That everything implies Nothing, has puzzled human animals for thousands of years; and will keep puzzling them for years to come. That everything is red does not force us to reject that nothing is red; at the most it entails that it is false that there is something that is not red. And this is not a problem about colors. Or to put it more into a proper form, to accept that everything is X does not preclude us from accepting that nothing is X. Furthermore, we may sometimes find it compelling to derive that nothing is x from accepting that everything is x. Plato famously (and correctly, I think) argued that if everything is true then nothing is true. The problem, for Plato at least, was not the inference but the predicament. He did not want everything to be false, and so he paid by squeezing things out of reality.

Another way to put this same point consists in pointing out that the claim that nothing is x does not contradict the claim that everything is X. Strictly speaking, if you claim that everything is green and I that nothing is green it can be said (in some pragmatic sense of disagreeing) that we disagree, but it cannot be said that we contradict each other. For the negation of the universal claim is not another universal claim, but a particular one with an inside negation. Thus, to contradict that everything is x I must claim that there is at least one thing that is not X; but this is clearly different from claiming that nothing is X. This may be reason for despair. How can it be both that everything is X and nothing is X. One way to make sense of this consists in reifying everything and nothing, by taking the quantifiers to be referential terms. Thus, having something like Being and Nothingness in your ontology, and ascribing the same property X to both of them. Hence, Being might be X and so may Nothingness too. Why not? After all they (i.e. Being and Nothingness of course) are different objects. Another way of making sense of this merely consists in noting that the phrases are about different domains and, thus, can’t be taken to contradict each other. Everything has as its domain, say, the Universal set, while nothing has the empty set. The disagreement would be, as it appears to make sense to say, about the distribution of property X. But then the problem is passed on to the way in which the concept of X works, and not about everything and nothing.

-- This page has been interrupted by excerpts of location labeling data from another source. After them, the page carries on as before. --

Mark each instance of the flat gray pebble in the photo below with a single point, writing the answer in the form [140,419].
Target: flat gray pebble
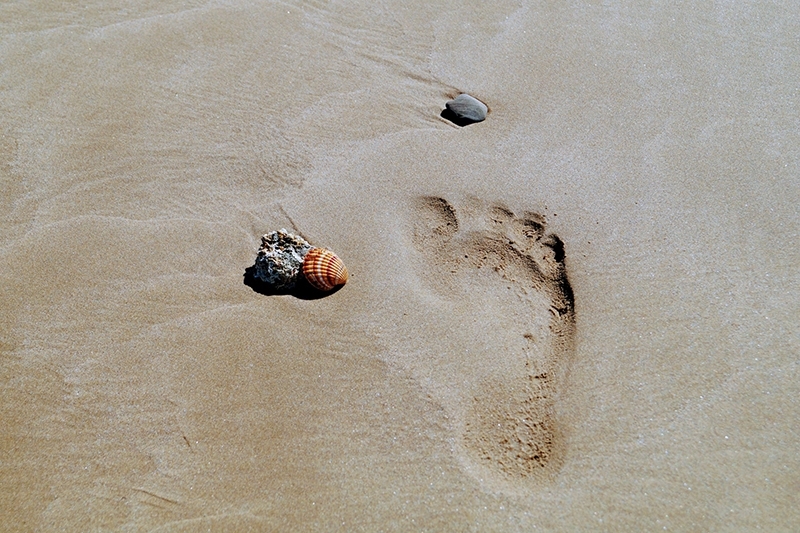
[465,107]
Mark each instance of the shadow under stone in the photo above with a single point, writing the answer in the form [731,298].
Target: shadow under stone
[455,119]
[302,289]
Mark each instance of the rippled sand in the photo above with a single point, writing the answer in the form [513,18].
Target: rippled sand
[579,314]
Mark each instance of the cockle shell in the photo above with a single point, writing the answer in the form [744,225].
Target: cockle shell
[323,269]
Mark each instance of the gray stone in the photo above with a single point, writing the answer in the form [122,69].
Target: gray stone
[466,108]
[280,259]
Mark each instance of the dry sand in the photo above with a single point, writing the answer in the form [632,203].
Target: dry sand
[580,314]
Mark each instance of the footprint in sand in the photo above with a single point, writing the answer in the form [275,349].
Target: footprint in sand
[505,282]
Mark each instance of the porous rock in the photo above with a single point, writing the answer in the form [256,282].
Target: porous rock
[280,259]
[467,109]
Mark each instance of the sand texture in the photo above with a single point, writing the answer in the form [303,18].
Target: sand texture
[580,314]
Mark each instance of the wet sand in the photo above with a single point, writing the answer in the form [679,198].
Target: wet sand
[578,314]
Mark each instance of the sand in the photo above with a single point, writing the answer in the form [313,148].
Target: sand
[579,314]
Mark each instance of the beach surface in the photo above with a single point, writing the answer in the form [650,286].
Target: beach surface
[580,314]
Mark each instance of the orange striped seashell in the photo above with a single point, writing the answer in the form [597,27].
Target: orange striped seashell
[323,269]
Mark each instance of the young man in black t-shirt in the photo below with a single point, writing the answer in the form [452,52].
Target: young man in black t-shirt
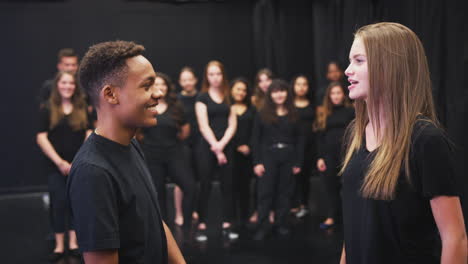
[113,200]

A third way to put this, the way I currently prefer, is given by the following example. In her last opera, Marcela Rodríguez represents Seneca (the famous roman Orator and Stoic Philosopher) as claiming that everything is foreign to us, that we own only time and nothing else. As the argument (created by Carlos Thiebaut) goes, everything we experience is constantly gone. As our experience seems to show, no single thread of life is able to last more than an instant. EPHIMERAL is properly predicated of everything. Nothing that we take to posses is something that we have, for even that will somehow be taken from us. Even our experiences, even our imperfect memory, everything, everything is foreign to us. So, as sad as many correct philosophical conclusions tend to be, everything is foreign, external, independent, outside.

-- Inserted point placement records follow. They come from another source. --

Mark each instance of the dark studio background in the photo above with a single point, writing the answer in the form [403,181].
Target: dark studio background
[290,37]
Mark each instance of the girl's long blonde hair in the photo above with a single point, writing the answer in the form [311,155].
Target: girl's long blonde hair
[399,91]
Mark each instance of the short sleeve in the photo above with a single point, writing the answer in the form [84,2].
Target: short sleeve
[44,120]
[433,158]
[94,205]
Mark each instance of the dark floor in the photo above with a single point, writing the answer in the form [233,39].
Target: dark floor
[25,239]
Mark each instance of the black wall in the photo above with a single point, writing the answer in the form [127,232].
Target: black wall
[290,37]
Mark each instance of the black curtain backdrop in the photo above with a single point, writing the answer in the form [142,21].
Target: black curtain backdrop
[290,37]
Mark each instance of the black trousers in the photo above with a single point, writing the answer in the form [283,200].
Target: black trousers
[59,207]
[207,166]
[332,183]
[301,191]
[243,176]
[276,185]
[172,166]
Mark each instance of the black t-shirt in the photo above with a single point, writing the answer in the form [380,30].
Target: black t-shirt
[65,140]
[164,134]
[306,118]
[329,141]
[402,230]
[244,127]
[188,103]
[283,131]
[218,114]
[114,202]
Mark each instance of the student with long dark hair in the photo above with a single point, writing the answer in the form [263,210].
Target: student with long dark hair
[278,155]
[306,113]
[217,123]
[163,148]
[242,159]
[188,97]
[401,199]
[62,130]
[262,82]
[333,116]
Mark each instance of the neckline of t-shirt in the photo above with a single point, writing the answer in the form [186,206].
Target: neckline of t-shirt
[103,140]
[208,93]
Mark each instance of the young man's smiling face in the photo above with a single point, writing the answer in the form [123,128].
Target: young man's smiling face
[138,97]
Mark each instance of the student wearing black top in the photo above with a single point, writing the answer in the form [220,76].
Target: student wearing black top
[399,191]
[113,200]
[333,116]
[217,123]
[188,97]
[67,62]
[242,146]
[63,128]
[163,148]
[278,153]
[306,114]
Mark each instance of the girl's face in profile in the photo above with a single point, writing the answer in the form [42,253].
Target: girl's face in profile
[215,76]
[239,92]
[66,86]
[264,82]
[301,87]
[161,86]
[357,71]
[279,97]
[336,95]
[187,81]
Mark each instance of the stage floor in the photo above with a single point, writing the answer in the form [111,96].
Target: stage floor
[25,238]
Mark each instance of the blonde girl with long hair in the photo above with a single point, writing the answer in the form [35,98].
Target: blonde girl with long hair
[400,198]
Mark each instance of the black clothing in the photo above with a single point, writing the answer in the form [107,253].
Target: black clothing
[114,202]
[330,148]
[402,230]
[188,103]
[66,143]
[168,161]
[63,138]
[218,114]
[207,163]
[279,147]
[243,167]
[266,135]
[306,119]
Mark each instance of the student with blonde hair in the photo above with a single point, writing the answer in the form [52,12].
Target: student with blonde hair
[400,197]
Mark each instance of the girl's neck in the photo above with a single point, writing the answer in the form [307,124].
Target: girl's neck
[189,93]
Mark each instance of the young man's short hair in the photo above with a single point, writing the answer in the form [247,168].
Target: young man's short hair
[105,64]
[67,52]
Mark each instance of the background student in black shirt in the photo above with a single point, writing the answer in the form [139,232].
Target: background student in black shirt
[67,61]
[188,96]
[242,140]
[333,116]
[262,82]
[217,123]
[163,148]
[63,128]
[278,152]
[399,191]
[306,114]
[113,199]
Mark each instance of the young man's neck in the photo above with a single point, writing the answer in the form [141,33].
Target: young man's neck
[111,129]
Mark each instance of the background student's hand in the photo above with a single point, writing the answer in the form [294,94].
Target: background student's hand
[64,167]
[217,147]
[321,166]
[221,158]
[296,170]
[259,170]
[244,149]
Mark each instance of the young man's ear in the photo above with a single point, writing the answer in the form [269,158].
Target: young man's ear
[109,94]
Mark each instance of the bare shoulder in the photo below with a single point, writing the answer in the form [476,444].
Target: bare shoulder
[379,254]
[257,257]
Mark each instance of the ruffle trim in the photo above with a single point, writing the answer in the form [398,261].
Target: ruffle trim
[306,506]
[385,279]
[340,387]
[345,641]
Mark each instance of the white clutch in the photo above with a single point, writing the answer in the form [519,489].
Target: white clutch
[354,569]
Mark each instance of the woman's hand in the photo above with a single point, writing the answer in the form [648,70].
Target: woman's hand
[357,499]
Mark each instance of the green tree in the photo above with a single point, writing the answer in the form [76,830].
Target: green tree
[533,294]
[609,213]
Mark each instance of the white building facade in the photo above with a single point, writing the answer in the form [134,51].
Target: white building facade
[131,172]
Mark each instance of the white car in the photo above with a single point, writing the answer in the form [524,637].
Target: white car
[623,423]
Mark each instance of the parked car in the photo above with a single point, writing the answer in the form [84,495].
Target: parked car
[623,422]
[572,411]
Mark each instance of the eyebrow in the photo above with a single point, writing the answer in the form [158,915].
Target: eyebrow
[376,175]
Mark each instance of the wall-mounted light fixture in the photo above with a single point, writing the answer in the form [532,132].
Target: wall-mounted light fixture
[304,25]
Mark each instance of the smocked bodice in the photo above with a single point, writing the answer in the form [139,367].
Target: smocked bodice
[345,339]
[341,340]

There is something to these externalist claims when they are made to the extremis. They all wind up crawling back to where they started. Consider the following. Something is foreign to you if and only if it is local or proper to an organism distinct from yours. Thus, something is or will be foreign if an only if something is proper. If, however, as Seneca claims, absolutely everything is foreign and so it is false that there is something that is proper then, by definition, we are lead to claim that nothing is foreign. Not only by definition, perhaps also by some emotions and needs to recognize ourselves in what we do and what we feel. For all I know, Seneca might have also claimed that, because everything is foreign to us, it is also the case that everything is proper to us, everything local. For every single object of experience is a fleeting one. Every single shade, book, text, drink, food, sight, place, and smile is (as Seneca puts it) forever gone. In that very sense it is that I claim that everything, every object of experience is such that it is proper or local or internal or non-foreign to us. For it makes no sense to think of an object that is now being suffered (or sensed if you may) by an organism that we take to be distinct from us, as the same object that we used to suffer by ourselves.

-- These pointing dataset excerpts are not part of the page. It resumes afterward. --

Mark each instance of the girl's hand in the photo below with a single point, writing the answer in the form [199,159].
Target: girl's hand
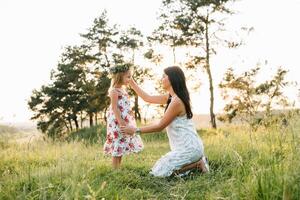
[128,130]
[131,81]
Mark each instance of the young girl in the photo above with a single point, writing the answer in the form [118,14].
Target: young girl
[120,114]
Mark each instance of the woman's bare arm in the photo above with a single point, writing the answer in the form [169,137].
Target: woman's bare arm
[174,109]
[114,105]
[156,99]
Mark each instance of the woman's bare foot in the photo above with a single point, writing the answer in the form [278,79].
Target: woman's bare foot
[202,165]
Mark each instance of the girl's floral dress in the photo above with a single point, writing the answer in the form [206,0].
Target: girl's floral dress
[116,143]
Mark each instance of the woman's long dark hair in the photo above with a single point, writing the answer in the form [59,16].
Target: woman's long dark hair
[177,80]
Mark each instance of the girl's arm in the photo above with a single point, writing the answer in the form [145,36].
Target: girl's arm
[157,99]
[174,109]
[114,105]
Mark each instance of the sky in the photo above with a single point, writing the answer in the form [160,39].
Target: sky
[33,34]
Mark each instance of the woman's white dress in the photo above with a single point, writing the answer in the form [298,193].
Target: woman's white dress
[186,147]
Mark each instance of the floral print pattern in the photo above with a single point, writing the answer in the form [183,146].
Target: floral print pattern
[116,143]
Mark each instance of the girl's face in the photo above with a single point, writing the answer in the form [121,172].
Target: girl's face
[165,82]
[127,77]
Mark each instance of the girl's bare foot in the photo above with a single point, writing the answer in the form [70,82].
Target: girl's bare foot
[202,165]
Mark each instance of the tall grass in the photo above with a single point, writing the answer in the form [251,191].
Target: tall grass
[244,165]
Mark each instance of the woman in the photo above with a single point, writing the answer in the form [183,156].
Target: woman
[187,151]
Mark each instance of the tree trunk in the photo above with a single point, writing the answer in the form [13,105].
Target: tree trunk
[66,125]
[211,87]
[76,123]
[105,110]
[70,122]
[137,113]
[91,119]
[81,119]
[96,116]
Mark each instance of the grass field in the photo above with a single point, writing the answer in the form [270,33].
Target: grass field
[244,165]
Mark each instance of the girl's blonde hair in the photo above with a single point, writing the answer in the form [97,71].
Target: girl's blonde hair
[117,79]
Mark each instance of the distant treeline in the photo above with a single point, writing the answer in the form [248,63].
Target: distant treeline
[80,81]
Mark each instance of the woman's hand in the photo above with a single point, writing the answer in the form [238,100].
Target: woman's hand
[128,130]
[131,81]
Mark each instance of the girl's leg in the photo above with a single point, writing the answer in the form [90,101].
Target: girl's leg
[116,162]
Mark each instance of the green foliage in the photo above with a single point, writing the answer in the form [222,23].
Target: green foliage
[244,165]
[91,135]
[253,102]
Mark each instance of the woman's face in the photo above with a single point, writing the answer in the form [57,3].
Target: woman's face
[127,77]
[165,82]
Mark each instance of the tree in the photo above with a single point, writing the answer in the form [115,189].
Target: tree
[196,24]
[131,41]
[250,101]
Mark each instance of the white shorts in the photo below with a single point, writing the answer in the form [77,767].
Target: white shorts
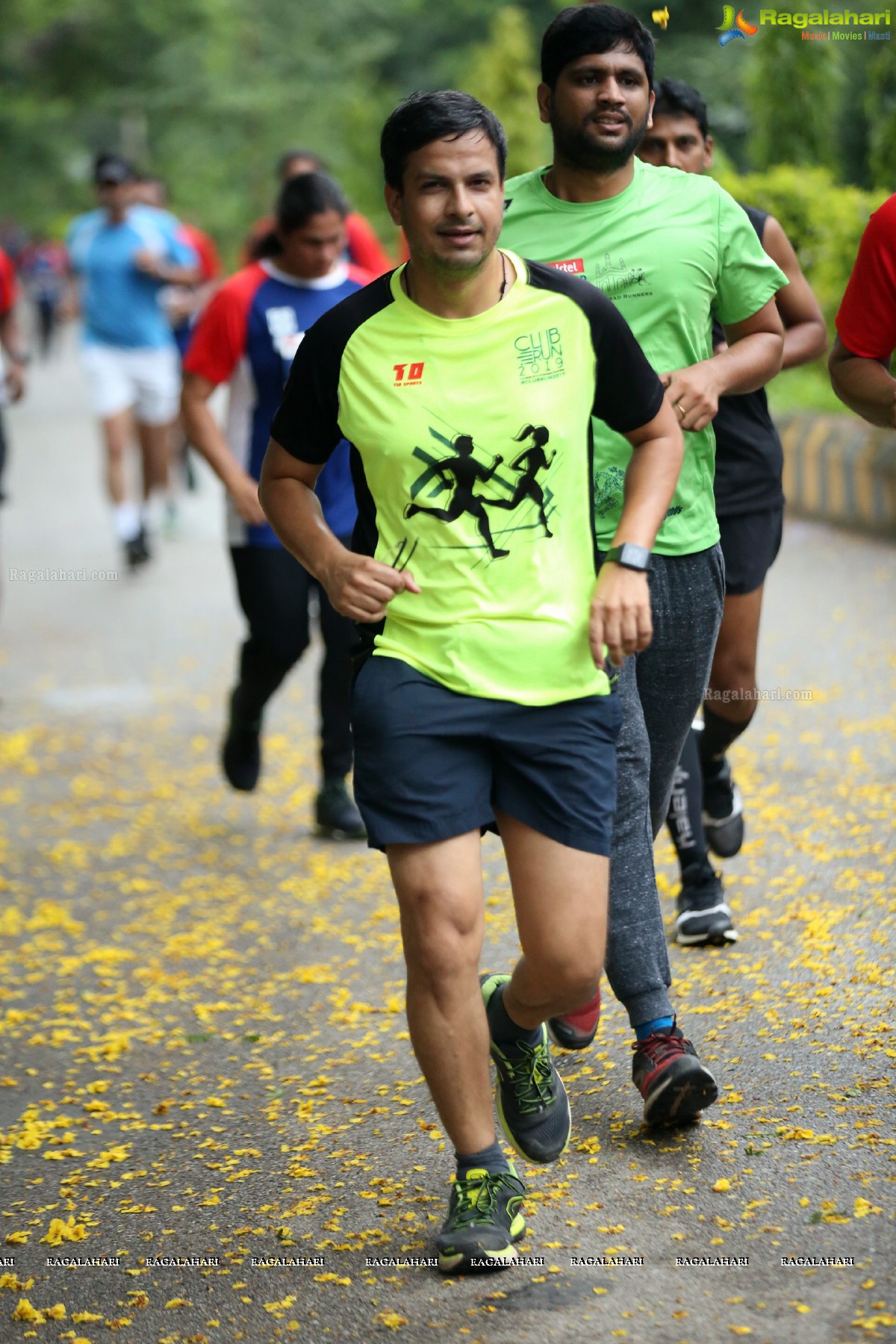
[147,379]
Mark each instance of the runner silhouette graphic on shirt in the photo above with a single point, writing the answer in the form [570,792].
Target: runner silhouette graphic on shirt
[467,473]
[529,463]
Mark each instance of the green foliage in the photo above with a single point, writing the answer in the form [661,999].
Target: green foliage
[880,108]
[504,74]
[790,94]
[824,222]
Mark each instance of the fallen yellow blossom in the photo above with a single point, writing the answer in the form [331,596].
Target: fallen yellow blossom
[67,1231]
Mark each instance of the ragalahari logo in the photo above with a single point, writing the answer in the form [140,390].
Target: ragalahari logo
[731,27]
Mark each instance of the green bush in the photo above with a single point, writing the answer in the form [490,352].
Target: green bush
[824,222]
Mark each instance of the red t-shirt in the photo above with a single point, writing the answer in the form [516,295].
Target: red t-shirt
[8,284]
[867,317]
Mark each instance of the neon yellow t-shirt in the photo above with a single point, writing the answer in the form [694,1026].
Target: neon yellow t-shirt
[671,250]
[472,465]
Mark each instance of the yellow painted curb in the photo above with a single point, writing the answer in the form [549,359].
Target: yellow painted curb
[841,470]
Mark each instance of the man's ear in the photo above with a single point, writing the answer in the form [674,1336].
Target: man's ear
[543,94]
[393,203]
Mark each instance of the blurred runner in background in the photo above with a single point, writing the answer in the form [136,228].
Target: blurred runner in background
[43,265]
[706,808]
[865,340]
[183,305]
[361,245]
[124,255]
[247,336]
[13,359]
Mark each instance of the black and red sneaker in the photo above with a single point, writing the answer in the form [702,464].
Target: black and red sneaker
[668,1074]
[576,1030]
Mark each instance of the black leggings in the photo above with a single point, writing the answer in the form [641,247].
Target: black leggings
[274,591]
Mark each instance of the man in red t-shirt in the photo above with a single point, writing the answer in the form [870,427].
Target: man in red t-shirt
[13,383]
[859,362]
[363,246]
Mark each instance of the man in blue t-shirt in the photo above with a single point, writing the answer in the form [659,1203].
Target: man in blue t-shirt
[124,255]
[247,337]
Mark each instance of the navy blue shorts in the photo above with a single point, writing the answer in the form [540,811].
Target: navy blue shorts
[432,764]
[750,544]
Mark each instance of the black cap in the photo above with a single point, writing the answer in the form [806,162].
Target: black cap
[112,169]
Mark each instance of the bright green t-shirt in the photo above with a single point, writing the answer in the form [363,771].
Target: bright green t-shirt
[671,250]
[472,465]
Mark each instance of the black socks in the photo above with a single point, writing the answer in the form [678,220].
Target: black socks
[504,1030]
[716,737]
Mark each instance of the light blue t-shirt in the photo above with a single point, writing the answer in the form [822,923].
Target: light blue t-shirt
[120,302]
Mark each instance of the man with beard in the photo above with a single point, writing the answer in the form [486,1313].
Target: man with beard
[485,698]
[669,249]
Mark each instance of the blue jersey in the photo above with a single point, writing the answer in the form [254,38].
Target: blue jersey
[249,335]
[120,302]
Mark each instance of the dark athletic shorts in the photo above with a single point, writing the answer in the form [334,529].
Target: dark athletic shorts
[750,544]
[432,764]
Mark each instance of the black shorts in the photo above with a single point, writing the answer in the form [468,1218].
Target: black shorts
[432,764]
[750,544]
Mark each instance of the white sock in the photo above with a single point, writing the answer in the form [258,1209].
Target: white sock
[127,520]
[152,511]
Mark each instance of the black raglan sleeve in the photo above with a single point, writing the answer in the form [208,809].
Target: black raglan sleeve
[307,421]
[628,393]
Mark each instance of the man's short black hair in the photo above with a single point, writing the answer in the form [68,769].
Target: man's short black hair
[113,169]
[676,99]
[300,199]
[591,30]
[425,117]
[285,161]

And such is the big consolation hidden between the words of this fantastic stoicism. That everything takes us to accept some claims about nothing; and so, that we win reality by losing it all. Be merry, then, for nothing more than your experience will ever be within your reach and that is something you already have.

Wednesday, April 05, 2006

No mentirás!



De vez en cuando la filosofía moral saca a relucir su mala cara. Principios incontrovertibles cuya defensa habría de ser más un pleonasmo que una odisea, se convierten en el blanco de acérrimas críticas. La defensa de la honestidad tiene una historia un tanto infame entre filósofos. “En más de una ocasión” se argulle, “lo correcto es mentir, no ser honesto”. Este ataque, generalmente dirigido en contra de éticas deontológicas (famosamente defendida por Kant) ha tenido cierto atractivo entre la concurrencia. Me parece, sin embargo, que el ataque resulta de una incomprensión de la propuesta. Reconozco, sin embargo, que la incomprensión puede deberse a una mala formulación de la propuesta en cuestión. Defenderé, pués, que es moralmente incorrecto mentir; pero que en ocasiones es moralmente aceptable no hablar con verdad. Para defender esta idea habré de distinguir entre hablar con verdad y ser honesto, tanto como (y aún más importantemente) entre no hablar con verdad y mentir.

Una persona es honesta cuando expresa el contenido de su vida mental y deshonesta cuando lo que dice no corresponde con su vida mental. Si él no la ama y lo dice, entonces es honesto. Si él no la ama y, tras ser cuestionado por ella, afirma amarla plenamente, entonces es deshonesto. Para hablar con verdad, sin embargo, se necesita algo más que sólo ser honesto; se necesita (al menos) tener creencias verdaderas. Él puede no saber que ella no le ama; de manera que al ser cuestionado por ustedes sobre el estado de su relación con ella él afirmar que ambos se aman. De ser así él sería honesto y sin embargo no hablaría con verdad.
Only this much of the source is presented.